Thoroughbreds are generally one of the most high maintenance breeds in terms of weight. They are so delicate and fragile. I consider myself lucky that Eve for whatever reason was an outlier to that skinny Thoroughbred stereotype for most of her life. It wasn’t until 2018 when she was 27 that she started having trouble keeping on weight. It took a couple years to get her back to her chonky self, and there were a few reasons why she lost weight and had a hard time gaining it back. If you have a hard keeper, maybe some of these things will work for you – maybe not, but I thought I’d share our journey since a lot of horses – especially older ones – have weight problems.
The Very Beginning
Fall of 2018 is when I started noticing Eve becoming leaner. She wasn’t at all underweight, but she was definitely a lean thoroughbred. Usually she’s very round, but she was starting to lose that. I didn’t think anything of it until our barn owner kept saying how Eve looked so skinny despite the fact she was getting a ton of food a day. That’s when I got worried because if Eve was getting I think it was 2 or so large scoops of food a day and was still not gaining, then that was a problem. It wasn’t like her to eat so much and not gain. This place also had a ton of grass, and Eve always blew up when she was on lush grass.

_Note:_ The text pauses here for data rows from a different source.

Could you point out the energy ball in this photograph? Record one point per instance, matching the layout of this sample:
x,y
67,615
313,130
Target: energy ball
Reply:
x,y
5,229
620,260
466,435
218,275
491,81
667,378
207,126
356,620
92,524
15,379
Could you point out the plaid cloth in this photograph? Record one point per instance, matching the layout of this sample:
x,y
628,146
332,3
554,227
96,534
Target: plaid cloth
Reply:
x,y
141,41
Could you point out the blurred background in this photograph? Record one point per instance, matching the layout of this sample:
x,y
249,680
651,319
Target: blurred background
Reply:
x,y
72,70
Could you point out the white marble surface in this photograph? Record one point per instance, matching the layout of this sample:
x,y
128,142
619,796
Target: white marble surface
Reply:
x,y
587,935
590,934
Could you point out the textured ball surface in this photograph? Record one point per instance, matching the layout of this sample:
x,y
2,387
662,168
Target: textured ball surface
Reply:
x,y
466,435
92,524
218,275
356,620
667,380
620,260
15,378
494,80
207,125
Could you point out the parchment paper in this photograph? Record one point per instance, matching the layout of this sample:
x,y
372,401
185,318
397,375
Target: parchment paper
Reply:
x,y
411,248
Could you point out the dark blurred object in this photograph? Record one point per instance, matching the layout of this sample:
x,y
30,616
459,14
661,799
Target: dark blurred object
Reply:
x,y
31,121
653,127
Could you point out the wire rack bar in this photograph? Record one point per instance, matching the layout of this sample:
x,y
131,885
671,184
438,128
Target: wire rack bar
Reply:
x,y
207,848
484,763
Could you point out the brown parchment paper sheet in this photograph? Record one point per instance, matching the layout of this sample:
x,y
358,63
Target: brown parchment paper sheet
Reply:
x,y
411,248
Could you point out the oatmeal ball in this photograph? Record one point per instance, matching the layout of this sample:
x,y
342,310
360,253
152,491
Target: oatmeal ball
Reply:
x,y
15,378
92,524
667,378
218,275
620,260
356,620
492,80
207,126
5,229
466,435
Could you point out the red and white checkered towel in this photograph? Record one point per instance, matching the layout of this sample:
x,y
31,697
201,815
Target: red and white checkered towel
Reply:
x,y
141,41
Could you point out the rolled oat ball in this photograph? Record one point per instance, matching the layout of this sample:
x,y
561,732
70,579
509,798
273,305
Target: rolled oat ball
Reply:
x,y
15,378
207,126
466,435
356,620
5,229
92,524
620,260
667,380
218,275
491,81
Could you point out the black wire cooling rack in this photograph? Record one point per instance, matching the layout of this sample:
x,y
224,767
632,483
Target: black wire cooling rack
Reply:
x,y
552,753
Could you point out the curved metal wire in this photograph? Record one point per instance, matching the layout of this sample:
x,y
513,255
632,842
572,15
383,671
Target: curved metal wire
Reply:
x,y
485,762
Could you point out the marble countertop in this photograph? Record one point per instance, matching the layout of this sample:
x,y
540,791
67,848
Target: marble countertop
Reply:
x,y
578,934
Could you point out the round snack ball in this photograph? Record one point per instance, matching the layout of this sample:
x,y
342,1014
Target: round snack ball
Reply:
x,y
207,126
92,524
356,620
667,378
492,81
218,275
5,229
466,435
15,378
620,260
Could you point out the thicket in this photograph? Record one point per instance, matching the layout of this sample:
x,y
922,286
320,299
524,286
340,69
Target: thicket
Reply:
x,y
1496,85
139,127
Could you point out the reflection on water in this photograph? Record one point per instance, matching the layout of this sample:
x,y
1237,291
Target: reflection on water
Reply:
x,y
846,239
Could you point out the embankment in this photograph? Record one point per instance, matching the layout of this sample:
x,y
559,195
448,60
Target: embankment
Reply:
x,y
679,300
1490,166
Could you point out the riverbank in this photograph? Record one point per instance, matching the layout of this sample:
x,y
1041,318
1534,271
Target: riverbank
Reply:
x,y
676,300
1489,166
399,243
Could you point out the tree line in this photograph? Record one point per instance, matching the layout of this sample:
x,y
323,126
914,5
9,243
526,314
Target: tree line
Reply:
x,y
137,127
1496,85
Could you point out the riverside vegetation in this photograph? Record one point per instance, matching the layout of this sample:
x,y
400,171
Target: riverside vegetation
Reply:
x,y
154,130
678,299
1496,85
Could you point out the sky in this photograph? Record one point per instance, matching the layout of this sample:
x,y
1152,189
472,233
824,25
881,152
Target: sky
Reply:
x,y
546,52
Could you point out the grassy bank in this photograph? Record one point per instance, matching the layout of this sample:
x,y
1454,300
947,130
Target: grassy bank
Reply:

So how does a horse all of a sudden start losing weight when being on the same diet for years? Many would assume it’s just old age and s### happens. Nothing we can do 😦 Well, that’s what I thought, until I found out Eve was getting less than a scoop of grain a day in the fall leading up to winter. Like bro. Feed a horse less. Horse loses weight. Science. So it wasn’t Eve’s biology that was making her lose weight. It was the fact she wasn’t being fed enough.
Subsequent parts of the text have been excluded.